29th October 2015 by emmadurnford

29th October 2015

Our gradual return to civilisation started today as we ventured out in Buenos Aires with yet another warning to be careful with my camera!

Unfortunately the weather spoilt our record of only 2-days of snow and rain during our whole trip by torrentially raining for most of the day. The pavements are pretty dire so every few paces you get a shoe full of rain water as the paving stones are not set. We headed for the main square where there is an ongoing demonstration by army veterans from the Falklands War (I admit I faked a Kiwi accent around here!) although the demo was not about the actual war but rather the way the army personnel have been treated in their retirement by the Argentinian government. Although I understand this is an ongoing demonstration with a ‘camp’ set up, the police were still on standby behind barriers in full riot gear with a water canon mounted on a vehicle behind as back up support.

Thinking we should move on (especially as I took some grab shots of the police) we headed off in the rain. One thing we have found in Argentina more so than the other countries that we have visited is what an incredibly weak economy they have. I watched a BBC news feature on what was happening in the world this time in 1972 and apparently the Argentinian peso had been devalued so badly, it was cheaper to paper the walls in bank notes than wall paper. The situation has improved now but not much. The American dollar is king here and often paying in dollars for a meal can save the equivalent of £20-30. There is something called the ‘blue rate’. It is not the official rate of exchange which is low but rather a black market rate of often almost double the official rate. It has been named the blue rate as although it is technically illegal, all the officials turn a blind eye to it as they are desperate to get dollars into the economy as well. Whenever we walk down streets (not just in Buenos Aires but also Bariloche) strangers loiter against walls and in shop doorways touting for business to exchange currency. This has in turn led to a rise in forged notes so we stick to ‘official blue money changers’!

Eva on reception told us that no coins are produced any more as they were hoarded by bus drivers and taxi drivers to the extent that the Argentine banks completely ran out. They were then ‘sold back’ to shop keepers at an inflated rate - ridiculous. In the end coins were abolished and now if you are owed a small amount of money, the shop keepers will give you a handful of sweets instead. I’m not sure that would catch on in the UK though!

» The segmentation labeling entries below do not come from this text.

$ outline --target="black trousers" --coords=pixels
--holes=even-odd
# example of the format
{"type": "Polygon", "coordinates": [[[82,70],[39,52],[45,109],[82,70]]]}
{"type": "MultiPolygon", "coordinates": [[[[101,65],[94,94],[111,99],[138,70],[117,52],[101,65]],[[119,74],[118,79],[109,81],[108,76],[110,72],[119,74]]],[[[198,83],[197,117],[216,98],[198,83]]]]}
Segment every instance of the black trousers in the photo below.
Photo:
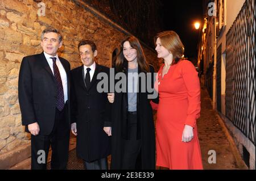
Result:
{"type": "Polygon", "coordinates": [[[54,126],[49,135],[31,134],[31,169],[46,169],[50,145],[52,150],[51,169],[67,169],[69,127],[65,120],[65,111],[67,111],[67,104],[62,111],[56,109],[54,126]]]}
{"type": "Polygon", "coordinates": [[[91,162],[84,161],[84,165],[85,169],[86,170],[108,170],[107,158],[99,159],[91,162]]]}
{"type": "Polygon", "coordinates": [[[139,168],[139,155],[141,148],[141,140],[137,140],[137,115],[128,113],[128,123],[130,138],[123,140],[124,153],[123,155],[122,169],[135,169],[139,168]]]}

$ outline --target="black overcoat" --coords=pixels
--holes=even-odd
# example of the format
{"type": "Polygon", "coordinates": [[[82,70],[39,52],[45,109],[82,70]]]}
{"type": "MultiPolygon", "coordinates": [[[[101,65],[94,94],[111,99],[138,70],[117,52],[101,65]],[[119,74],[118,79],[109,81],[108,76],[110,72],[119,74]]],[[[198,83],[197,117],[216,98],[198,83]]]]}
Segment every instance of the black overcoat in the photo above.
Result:
{"type": "Polygon", "coordinates": [[[96,64],[90,86],[86,87],[84,65],[71,71],[71,122],[77,124],[77,155],[86,162],[110,154],[110,138],[103,130],[109,126],[110,104],[106,92],[99,92],[100,73],[109,74],[109,68],[96,64]]]}
{"type": "MultiPolygon", "coordinates": [[[[151,87],[154,87],[154,72],[150,66],[151,87]]],[[[127,70],[127,68],[126,68],[127,70]]],[[[141,72],[139,68],[138,73],[141,72]]],[[[127,74],[127,72],[126,72],[127,74]]],[[[126,76],[127,78],[127,76],[126,76]]],[[[117,82],[118,80],[115,80],[117,82]]],[[[127,82],[127,81],[126,81],[127,82]]],[[[141,139],[141,169],[155,169],[155,127],[150,99],[148,91],[142,92],[141,79],[139,78],[139,91],[137,93],[137,139],[141,139]]],[[[127,91],[126,91],[127,92],[127,91]]],[[[115,100],[112,109],[112,169],[121,169],[123,154],[123,140],[129,139],[127,113],[128,111],[127,94],[115,91],[115,100]]],[[[139,166],[139,168],[140,167],[139,166]]]]}

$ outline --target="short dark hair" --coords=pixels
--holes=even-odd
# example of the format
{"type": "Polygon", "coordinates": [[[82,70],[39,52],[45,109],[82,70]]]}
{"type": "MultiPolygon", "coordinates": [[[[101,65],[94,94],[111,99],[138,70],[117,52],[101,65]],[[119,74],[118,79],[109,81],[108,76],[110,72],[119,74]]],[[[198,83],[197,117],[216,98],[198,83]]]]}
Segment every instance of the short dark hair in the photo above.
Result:
{"type": "Polygon", "coordinates": [[[53,33],[56,33],[58,34],[58,37],[59,37],[59,41],[60,43],[62,41],[62,35],[60,34],[60,32],[57,30],[52,27],[48,27],[46,29],[44,29],[43,32],[42,32],[41,35],[41,40],[43,40],[44,38],[44,35],[45,33],[52,32],[53,33]]]}
{"type": "Polygon", "coordinates": [[[82,40],[79,42],[79,44],[78,45],[79,50],[79,48],[80,48],[81,46],[85,45],[89,45],[90,46],[90,47],[92,47],[92,50],[93,52],[94,52],[95,50],[97,50],[97,47],[96,47],[96,45],[95,44],[95,43],[90,40],[86,39],[86,40],[82,40]]]}

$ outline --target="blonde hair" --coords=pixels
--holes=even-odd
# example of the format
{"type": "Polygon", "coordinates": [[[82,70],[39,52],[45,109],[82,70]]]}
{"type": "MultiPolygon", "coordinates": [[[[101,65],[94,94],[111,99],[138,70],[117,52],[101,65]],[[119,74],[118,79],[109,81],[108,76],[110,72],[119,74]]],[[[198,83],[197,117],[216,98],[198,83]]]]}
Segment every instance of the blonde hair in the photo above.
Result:
{"type": "Polygon", "coordinates": [[[172,54],[174,61],[172,64],[177,64],[180,60],[184,59],[185,49],[179,35],[175,32],[166,31],[159,33],[155,36],[155,43],[158,38],[159,38],[162,45],[172,54]]]}

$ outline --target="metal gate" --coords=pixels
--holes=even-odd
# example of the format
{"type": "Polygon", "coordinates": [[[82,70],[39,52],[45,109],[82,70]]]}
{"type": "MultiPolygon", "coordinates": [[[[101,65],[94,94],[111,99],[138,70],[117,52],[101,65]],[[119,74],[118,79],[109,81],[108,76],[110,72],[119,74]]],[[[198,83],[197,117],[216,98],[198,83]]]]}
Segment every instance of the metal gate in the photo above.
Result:
{"type": "Polygon", "coordinates": [[[217,49],[217,110],[221,112],[221,44],[217,49]]]}
{"type": "Polygon", "coordinates": [[[255,145],[255,7],[246,0],[226,35],[226,116],[255,145]]]}

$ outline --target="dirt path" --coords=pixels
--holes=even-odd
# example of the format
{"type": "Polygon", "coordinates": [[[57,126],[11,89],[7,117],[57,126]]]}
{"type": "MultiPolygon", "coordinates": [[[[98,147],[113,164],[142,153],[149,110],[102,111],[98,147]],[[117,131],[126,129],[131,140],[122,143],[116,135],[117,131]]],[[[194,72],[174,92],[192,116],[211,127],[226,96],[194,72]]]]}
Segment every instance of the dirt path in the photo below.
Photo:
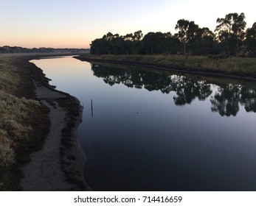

Anyway, avoiding the money lenders in the streets, the broken pavements and rampant thieves (allegedly) we decided to take break from the rain and visit South America’s most famous bookshop listed at number 2 in the top 10 most beautiful book shops in the world (voted by the Guardian in 2008 so it must be right!).

The ‘El Ateneo Grand Splendid’ was originally built as a theatre in 1919 with a seating capacity of 1,050 and then developed into a cinema in 1929. Following it’s purchase in a dilapidated state in 2000, it has been converted into a massive bookshop with a cafe on what was originally the stage. I can vouch that the ‘submarinos’ are good and I only wish I spoke and read Spanish fluently as this really is the biggest selection of books I have ever seen - we thought of you @tristansmum when we were there. Even with a wide angle I had great difficulty in capturing the scale of the shop.
What a fantastic book shop - Fav
October 30th, 2015  
Thanks for thinking of me, Emma and Colin--when I first saw this capture I did think it was an enormous library. Glad you found something impressive which took you out f the rain!